Other regulations related to exporting wine to China include the Food Safety Law of the People’s Republic of China (2015), the National People’s Congress (2015), the President Order 22 (2015) for advertisement, the SAIC: Measure for Administration of Special Signs of Geographical indication products and the Trademark Law of China.
The Exporting Process
Businesses planning to sell wine in the Chinese market must follow the necessary steps. First, they need to find and sign an agreement with a local importer who will handle product registrations with the State Certification and Accreditation Administration (CAA) and the AQSIQ. Before the wine shipment, they must also register the label and send a number of documents to the China Inspection and Quarantine (CIQ) for review.
Once the goods arrive in China, the local importer must declare them at the nearest CIQ office. A certificate of approval will be released once the shipment is deemed to follow local standards. Imported wines must also undergo product testing to analyze levels of metals and mineral, as well as vitamins.
Import Taxes and Tariffs
China’s General Administration of Customs administers tariffs on most imports, which cover packing charges, freight, insurance premiums and other service charges incurred prior to the unloading of the goods at the place of destination.
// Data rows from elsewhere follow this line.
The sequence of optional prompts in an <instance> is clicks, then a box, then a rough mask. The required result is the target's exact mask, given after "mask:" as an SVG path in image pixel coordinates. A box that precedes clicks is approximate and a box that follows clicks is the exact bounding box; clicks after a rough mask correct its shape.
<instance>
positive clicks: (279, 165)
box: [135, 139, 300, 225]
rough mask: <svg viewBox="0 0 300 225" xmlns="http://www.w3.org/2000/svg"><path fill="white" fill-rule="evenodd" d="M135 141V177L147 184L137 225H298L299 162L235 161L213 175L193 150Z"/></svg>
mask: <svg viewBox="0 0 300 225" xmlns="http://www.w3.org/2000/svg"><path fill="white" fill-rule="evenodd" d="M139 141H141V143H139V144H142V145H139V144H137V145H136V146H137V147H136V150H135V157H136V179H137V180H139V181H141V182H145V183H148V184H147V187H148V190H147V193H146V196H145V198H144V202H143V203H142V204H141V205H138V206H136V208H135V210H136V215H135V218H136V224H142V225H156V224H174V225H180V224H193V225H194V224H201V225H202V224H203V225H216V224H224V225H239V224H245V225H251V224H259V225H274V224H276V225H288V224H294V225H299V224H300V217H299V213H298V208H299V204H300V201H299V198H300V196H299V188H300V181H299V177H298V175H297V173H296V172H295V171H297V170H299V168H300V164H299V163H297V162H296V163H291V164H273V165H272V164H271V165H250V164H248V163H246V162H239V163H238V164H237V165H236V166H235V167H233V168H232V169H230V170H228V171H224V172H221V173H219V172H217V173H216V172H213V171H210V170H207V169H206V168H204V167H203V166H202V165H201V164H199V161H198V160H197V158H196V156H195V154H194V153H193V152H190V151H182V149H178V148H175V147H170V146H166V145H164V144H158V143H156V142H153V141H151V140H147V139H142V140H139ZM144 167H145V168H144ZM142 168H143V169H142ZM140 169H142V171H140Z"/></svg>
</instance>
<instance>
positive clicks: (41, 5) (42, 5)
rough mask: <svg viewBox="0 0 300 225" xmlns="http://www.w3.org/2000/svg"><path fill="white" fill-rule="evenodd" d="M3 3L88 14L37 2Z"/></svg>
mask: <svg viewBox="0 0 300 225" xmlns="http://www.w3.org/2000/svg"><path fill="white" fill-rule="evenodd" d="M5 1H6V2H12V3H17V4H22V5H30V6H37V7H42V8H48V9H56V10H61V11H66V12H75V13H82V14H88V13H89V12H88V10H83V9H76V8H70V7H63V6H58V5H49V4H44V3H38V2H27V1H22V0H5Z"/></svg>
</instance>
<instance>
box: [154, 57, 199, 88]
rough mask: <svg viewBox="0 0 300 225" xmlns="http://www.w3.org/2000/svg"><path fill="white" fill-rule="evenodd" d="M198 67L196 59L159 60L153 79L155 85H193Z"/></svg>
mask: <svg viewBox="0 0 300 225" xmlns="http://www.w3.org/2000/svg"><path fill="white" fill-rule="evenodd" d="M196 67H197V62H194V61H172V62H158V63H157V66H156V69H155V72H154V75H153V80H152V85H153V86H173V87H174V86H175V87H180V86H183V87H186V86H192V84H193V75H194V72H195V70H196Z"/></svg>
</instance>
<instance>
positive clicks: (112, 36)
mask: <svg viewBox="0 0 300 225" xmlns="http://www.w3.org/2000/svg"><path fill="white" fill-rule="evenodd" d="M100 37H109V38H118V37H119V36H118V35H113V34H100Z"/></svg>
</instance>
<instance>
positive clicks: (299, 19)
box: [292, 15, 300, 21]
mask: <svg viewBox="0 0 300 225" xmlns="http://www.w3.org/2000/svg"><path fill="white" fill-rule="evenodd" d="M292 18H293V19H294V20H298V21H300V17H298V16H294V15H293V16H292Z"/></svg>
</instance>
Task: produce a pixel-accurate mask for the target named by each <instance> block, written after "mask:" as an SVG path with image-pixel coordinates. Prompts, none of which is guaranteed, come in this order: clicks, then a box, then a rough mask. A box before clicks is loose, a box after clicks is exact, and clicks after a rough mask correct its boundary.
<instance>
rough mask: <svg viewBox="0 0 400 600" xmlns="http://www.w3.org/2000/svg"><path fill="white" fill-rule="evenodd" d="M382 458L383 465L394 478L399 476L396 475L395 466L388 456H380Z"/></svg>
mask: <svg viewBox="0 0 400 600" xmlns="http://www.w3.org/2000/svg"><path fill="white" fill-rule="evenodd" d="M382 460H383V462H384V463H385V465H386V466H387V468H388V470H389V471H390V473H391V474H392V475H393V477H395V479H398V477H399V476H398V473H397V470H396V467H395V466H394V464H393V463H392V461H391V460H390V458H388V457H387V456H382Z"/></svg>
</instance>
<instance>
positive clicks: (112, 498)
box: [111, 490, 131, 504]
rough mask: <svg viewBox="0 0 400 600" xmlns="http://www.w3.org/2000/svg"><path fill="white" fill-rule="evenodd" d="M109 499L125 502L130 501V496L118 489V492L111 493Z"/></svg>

For wine imports, there are three different taxes – value added tax VAT (17%), customs duty (14%) and excise tax (10%). Those countries that have Free Trade Agreements with China no longer need to pay customs duty in the future. Import tariffs for Australian wines, for instance, have been reduced to zero starting January of this year
China’s wine market has shown remarkable grown in the past years and is expected to continue to do so in the future. While businesses planning to enter this market have a number of considerations to make and regulations to follow, doing so will only give them competitive advantages and prevent serious setbacks in the long run.